- IATA: none; ICAO: UT1M;

Summary
- Operator: Uzbek Air Force
- Location: Kakydy, Uzbekistan
- Elevation AMSL: 1,207 ft / 368 m
- Coordinates: 37°37′27″N 67°31′03″E﻿ / ﻿37.62417°N 67.51750°E
- Interactive map of Kakaydy

Runways
| Direction | Length |  | Surface |
| ft | m |
| 02/20 |  | 2,400 | Asphalt |

= Kakaydy =

Kakaydy or Kokand or Kokaydy is a military airbase situated about 40 kilometres northeast of the town of Termez in Uzbekistan.

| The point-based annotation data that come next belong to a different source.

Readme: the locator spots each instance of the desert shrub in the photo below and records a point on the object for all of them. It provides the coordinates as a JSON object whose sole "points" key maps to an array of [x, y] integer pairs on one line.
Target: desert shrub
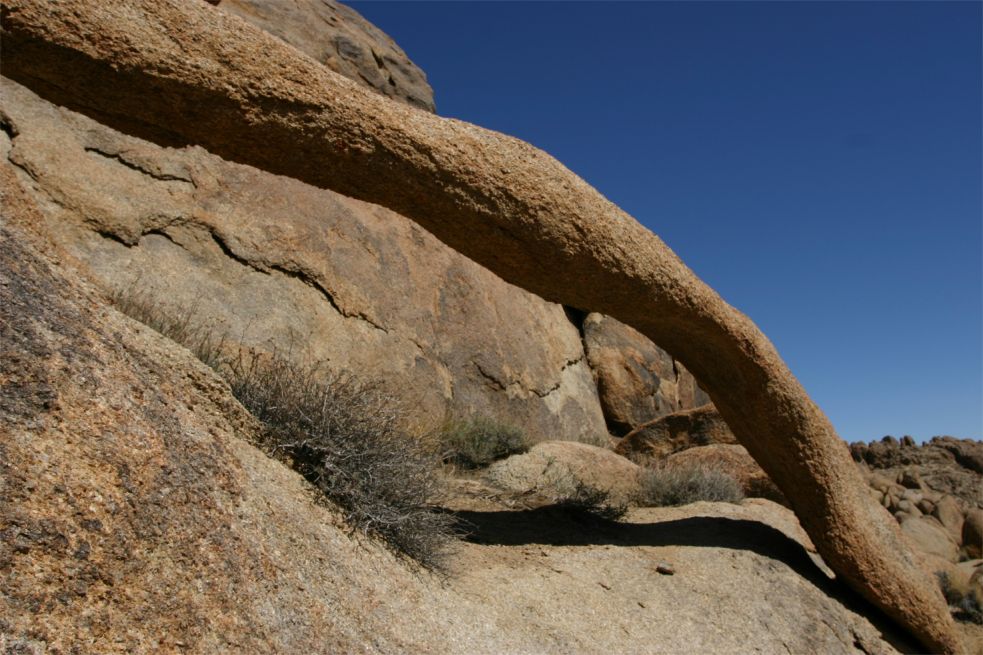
{"points": [[663, 486], [964, 603], [342, 435], [179, 324], [479, 441], [588, 499]]}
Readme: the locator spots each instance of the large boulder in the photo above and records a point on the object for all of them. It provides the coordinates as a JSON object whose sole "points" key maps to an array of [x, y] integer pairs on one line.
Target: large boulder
{"points": [[675, 432], [340, 38], [136, 518], [558, 469], [278, 265], [636, 380], [930, 537], [198, 75]]}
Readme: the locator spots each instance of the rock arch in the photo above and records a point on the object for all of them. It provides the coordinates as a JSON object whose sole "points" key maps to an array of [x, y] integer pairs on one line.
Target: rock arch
{"points": [[182, 72]]}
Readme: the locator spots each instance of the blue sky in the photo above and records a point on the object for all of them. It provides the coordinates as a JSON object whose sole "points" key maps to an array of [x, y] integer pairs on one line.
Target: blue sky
{"points": [[818, 164]]}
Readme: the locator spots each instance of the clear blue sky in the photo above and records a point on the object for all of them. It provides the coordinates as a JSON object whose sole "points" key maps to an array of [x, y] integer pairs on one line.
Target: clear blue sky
{"points": [[819, 164]]}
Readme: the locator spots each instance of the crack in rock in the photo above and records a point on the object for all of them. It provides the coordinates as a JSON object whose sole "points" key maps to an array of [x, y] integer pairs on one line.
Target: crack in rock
{"points": [[157, 175]]}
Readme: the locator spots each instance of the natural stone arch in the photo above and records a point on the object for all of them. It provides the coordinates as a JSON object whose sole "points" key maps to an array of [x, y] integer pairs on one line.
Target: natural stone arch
{"points": [[182, 72]]}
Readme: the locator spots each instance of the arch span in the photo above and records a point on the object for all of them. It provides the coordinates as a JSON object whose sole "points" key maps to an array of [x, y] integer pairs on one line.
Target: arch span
{"points": [[182, 72]]}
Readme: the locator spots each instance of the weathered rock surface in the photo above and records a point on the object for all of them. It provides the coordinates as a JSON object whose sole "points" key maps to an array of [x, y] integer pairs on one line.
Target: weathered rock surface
{"points": [[676, 432], [930, 537], [187, 72], [340, 38], [636, 380], [944, 465], [735, 461], [280, 265], [973, 533], [136, 519], [554, 469]]}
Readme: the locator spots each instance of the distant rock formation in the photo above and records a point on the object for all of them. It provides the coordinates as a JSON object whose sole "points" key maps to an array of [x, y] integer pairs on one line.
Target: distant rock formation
{"points": [[340, 38], [197, 75]]}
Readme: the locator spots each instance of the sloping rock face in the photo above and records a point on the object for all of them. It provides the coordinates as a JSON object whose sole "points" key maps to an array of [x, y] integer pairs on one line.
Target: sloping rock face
{"points": [[338, 37], [636, 380], [555, 469], [136, 518], [735, 461], [279, 265], [188, 73]]}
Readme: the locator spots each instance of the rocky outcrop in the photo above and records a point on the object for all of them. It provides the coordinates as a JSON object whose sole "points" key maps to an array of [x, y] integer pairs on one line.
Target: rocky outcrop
{"points": [[637, 381], [277, 265], [734, 461], [557, 469], [137, 518], [676, 432], [945, 465], [186, 72], [338, 37]]}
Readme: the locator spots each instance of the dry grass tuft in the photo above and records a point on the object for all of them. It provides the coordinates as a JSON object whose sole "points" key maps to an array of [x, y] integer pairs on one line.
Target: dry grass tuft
{"points": [[667, 486]]}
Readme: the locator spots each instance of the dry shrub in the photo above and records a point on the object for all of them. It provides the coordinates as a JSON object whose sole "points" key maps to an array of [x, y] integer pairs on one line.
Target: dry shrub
{"points": [[667, 486], [592, 501], [478, 441], [342, 435]]}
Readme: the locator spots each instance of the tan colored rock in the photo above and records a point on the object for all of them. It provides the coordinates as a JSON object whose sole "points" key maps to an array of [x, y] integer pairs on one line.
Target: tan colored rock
{"points": [[137, 519], [676, 432], [950, 515], [279, 265], [928, 536], [186, 72], [554, 469], [973, 533], [637, 381], [340, 38], [735, 461]]}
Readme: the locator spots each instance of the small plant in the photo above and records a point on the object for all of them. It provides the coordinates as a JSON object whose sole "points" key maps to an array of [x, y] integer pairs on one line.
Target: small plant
{"points": [[666, 486], [966, 605], [587, 499], [479, 441], [342, 435]]}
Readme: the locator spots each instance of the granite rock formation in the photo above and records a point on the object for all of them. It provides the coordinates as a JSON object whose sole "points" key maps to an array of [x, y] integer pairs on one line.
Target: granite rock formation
{"points": [[637, 381], [339, 37], [137, 518], [188, 73], [675, 432], [278, 265]]}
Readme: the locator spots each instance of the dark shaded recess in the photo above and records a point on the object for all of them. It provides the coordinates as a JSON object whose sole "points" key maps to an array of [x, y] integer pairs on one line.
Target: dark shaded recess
{"points": [[561, 526]]}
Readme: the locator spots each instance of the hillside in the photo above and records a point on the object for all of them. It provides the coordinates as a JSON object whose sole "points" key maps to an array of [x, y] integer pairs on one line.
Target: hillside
{"points": [[143, 506]]}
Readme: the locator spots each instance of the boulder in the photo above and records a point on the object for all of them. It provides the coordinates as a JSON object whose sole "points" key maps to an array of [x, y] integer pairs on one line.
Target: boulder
{"points": [[198, 75], [273, 264], [735, 461], [340, 38], [555, 470], [662, 437], [930, 537], [637, 381]]}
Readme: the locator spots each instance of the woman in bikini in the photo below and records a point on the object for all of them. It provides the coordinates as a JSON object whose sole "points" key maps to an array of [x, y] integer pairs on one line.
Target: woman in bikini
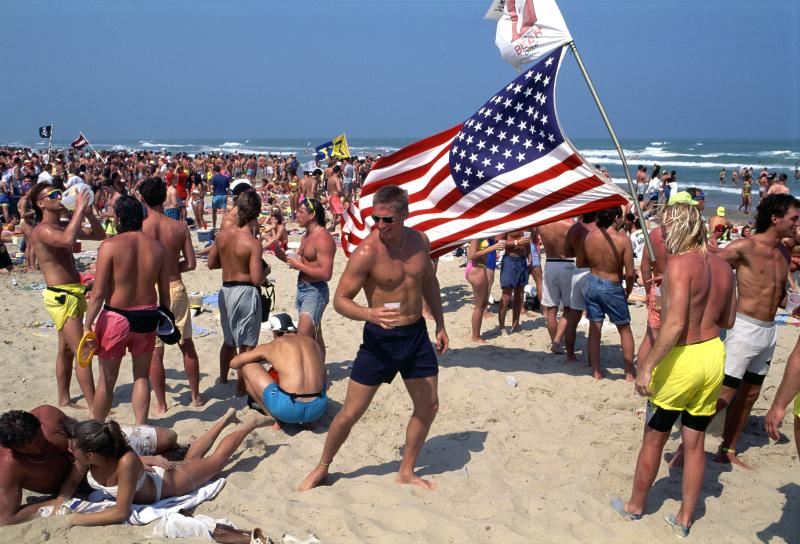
{"points": [[476, 275], [103, 456]]}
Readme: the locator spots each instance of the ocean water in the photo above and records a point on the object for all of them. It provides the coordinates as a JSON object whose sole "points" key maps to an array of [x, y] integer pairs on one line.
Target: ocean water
{"points": [[697, 161]]}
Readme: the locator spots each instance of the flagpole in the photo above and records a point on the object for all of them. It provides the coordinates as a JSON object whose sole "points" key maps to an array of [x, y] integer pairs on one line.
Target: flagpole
{"points": [[631, 187]]}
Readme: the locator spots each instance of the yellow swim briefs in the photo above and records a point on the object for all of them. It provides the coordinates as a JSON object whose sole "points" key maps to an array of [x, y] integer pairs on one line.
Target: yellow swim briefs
{"points": [[690, 378], [64, 301], [179, 306]]}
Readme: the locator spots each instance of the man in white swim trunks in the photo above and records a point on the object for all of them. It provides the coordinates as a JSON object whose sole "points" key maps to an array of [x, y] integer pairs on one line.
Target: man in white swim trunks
{"points": [[762, 267], [575, 236], [557, 281]]}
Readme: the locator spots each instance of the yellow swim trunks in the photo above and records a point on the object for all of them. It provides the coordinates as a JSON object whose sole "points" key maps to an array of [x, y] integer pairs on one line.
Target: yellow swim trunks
{"points": [[690, 378], [64, 301], [179, 306]]}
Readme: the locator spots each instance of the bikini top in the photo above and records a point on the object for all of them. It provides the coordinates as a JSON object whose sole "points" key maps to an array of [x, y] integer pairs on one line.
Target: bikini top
{"points": [[112, 489]]}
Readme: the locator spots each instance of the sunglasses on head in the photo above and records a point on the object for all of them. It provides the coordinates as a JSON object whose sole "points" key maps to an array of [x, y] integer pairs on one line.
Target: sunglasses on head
{"points": [[52, 195]]}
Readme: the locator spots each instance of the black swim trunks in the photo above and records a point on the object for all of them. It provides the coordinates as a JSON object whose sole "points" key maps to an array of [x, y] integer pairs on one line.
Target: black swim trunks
{"points": [[385, 352]]}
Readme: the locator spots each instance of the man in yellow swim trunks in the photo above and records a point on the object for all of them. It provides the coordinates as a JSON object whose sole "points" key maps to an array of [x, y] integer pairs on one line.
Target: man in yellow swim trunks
{"points": [[64, 298], [682, 373], [790, 387]]}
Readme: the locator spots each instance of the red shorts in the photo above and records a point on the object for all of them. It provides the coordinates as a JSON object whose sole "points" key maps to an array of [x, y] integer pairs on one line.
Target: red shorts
{"points": [[114, 335]]}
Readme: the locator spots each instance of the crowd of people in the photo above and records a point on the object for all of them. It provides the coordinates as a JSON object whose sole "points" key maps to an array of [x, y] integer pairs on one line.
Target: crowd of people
{"points": [[710, 335]]}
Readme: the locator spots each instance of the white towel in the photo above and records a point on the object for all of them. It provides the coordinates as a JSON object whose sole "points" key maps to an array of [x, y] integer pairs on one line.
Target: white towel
{"points": [[141, 514]]}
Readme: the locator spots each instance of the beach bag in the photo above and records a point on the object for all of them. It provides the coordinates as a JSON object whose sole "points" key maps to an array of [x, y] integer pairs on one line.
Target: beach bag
{"points": [[267, 294]]}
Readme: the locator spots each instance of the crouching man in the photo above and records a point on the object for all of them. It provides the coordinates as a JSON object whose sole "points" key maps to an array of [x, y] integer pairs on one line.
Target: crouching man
{"points": [[294, 388]]}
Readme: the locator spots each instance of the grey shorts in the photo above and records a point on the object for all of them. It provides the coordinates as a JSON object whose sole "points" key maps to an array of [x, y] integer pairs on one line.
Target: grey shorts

During the Soviet period (especially during the Soviet–Afghan War from 1979 to 1989) it was one of the key Soviet Air Force bases in Central Asia, intensively used by military aircraft. At the same time up to 80 aircraft were served.

At the Kakaydy aerodrome the 115th Guards Fighter Orshansky Order of Kutuzov and Alexander Nevsky Aviation Regiment (115 GIAP) was based. In 1980 Alexander Zelin served as deputy commander of the regiment. In 1988 it began to re-air regiment on aircraft MiG-29. March 6, 1989 hosted the first flying change on the MiG-29.

In 1992, the 115th GIAP was transferred to Uzbekistan and later in the Uzbek Air Force was renamed the 61st IAP (61 Fighter Air Regiment).

Elements of the 186th IShAP, Russian Air Force flying Sukhoi Su-25s operated from Kakaydy around 2001, principally in relation to Afghanistan.